Tiny Arat Hosseini, 4, is used to failure. His dad has spent years training him to "be a champion" in their home in north Iran. He posts videos of his son's efforts on an Instagram account that has now gained Arat fame around the world — and 1.2 million followers.
Recently, one of Arat's videos showing him trying to jump from the floor onto a step stool went viral. In the video, Arat attempts the jump over and over again without success, sometimes hitting the stool and falling in a way that would make any parent cringe and wince.
But at the end of the video, success: after getting a few words of encouragement and a kiss on the head from his dad, young Arat finally makes the jump. Arat's joyous reaction to finally landing on the stool and the way he celebrates with his proud dad makes a strong case for parents to encourage their children, be there for moral support, and then... step back.
"I love this video for so many reasons," said Jessica Lahey, author of "The Gift of Failure." "Some parents assume that letting go is about going away, about saying, 'Good luck with that,' and taking off.
"The kind of letting go that results in real learning, however, is different. It’s what this dad does in this video. He gives his son space to learn and figure things out for himself, but he’s supportive and offers feedback when he needs it. This kind of parenting, 'autonomy-supportive' parenting, is how we raise kids who can be frustrated and persist, learn from their mistakes, and trust that our love is unconditional."

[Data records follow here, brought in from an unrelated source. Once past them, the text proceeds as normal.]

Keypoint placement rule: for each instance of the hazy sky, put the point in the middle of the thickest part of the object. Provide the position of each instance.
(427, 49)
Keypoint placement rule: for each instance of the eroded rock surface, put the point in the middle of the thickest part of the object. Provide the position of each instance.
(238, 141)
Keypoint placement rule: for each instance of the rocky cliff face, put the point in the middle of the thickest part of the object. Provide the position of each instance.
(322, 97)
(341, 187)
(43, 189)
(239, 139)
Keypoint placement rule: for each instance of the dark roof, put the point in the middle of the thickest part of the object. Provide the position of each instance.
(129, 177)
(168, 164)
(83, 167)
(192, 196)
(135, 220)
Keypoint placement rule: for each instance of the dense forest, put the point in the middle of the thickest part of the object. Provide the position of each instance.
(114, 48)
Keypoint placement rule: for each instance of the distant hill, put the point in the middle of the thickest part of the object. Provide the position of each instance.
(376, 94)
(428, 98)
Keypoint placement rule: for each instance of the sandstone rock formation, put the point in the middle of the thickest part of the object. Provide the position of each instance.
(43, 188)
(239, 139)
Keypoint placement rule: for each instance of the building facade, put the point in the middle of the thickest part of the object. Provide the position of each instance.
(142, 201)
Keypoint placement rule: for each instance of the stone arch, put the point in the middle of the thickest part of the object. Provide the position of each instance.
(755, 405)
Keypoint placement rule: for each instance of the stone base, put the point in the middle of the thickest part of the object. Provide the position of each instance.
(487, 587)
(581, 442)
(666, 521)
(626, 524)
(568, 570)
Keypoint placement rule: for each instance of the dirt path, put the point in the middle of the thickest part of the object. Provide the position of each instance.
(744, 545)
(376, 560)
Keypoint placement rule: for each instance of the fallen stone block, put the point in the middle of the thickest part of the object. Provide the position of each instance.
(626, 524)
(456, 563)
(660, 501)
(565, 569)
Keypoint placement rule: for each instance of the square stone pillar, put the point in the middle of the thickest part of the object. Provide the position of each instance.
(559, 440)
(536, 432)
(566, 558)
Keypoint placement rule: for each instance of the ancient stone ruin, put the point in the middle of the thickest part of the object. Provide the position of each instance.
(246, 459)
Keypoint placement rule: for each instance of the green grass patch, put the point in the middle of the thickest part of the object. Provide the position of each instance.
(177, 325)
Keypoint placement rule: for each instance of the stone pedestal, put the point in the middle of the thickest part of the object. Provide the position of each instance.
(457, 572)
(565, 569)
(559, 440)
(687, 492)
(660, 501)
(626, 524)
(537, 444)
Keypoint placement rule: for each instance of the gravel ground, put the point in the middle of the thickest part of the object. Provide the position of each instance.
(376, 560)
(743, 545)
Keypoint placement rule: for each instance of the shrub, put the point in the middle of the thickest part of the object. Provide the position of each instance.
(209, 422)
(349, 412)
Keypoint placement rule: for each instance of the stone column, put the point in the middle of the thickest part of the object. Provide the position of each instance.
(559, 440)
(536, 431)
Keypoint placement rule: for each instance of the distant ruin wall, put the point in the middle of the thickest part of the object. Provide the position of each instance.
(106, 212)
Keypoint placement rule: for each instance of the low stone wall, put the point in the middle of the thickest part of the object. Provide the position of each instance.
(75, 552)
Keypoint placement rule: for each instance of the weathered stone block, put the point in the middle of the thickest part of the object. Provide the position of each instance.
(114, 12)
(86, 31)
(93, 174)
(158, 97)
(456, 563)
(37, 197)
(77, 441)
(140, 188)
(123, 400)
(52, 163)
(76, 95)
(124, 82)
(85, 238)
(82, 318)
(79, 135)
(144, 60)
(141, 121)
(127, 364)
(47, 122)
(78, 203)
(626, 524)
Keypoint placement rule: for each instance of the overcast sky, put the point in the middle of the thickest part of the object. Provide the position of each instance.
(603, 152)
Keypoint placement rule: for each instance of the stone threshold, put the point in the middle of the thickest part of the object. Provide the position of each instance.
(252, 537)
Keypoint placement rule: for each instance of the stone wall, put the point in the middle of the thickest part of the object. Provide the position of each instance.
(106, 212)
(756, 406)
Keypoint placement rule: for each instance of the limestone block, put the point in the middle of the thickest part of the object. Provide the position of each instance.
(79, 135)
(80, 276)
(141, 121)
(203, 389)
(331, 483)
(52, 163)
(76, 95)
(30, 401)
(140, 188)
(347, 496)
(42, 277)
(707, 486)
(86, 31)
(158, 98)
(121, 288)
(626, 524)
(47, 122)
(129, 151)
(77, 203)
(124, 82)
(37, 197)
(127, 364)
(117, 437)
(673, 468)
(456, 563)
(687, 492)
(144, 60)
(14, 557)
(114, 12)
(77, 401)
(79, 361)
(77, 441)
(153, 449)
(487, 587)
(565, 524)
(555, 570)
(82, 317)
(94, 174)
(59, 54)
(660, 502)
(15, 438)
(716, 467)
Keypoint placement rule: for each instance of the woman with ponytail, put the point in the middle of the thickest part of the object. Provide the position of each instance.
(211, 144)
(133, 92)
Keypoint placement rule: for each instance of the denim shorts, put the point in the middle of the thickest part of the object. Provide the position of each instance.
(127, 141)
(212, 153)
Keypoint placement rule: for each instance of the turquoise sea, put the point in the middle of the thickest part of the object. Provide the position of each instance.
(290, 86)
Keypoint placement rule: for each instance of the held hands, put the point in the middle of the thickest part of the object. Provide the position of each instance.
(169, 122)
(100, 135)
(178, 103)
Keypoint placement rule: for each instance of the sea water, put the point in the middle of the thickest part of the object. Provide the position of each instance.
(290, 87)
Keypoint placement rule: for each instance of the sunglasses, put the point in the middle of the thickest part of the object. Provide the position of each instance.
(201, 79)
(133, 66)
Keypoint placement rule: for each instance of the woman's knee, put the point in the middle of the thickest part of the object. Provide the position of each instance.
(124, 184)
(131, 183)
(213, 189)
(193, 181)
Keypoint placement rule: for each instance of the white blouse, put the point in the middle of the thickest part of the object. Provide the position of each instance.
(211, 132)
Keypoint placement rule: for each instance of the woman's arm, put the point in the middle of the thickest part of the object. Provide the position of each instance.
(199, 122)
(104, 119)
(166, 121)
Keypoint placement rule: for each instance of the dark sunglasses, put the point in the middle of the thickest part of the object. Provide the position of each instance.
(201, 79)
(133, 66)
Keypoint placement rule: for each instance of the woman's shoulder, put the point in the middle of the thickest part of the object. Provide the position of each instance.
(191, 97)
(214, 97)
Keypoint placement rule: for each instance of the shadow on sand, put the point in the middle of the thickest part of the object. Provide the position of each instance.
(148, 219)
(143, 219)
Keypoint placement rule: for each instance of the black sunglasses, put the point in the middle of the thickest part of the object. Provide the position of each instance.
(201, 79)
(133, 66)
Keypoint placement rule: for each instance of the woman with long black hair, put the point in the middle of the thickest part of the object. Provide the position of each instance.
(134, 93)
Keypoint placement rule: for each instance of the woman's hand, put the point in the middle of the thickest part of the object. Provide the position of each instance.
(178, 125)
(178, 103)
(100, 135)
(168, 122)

On Instagram, Arat's father offers insight into his philosophy. "Sometimes people tell me if I was living abroad, I would be accused of child abuse, and some other people accuse me of making use of my son to earn money," he wrote in one caption.
"But there are still a few people who know I am an ordinary father like many other fathers in the world. I like to practice with my son to make him a champion," he wrote. "I share videos of him so that poor families like us learn that they can be successful without expensive facilities. They only need to try. I just want to be a motivation for others and I love my son."
For American parents who have a hard time watching their own kids struggle or attempt things that could hurt them, Arat's video hits home.
"You spend years doing everything for your kids, and then when it comes to holding back and letting them flourish, the urge to protect them from failure is strong," said Sarah Cottrell, a mother of three children ages 8, 4, and 11 months in Bangor, Maine. "Sometimes as a mom, my ability to stand back is as much a lesson to me as failure is to my kid."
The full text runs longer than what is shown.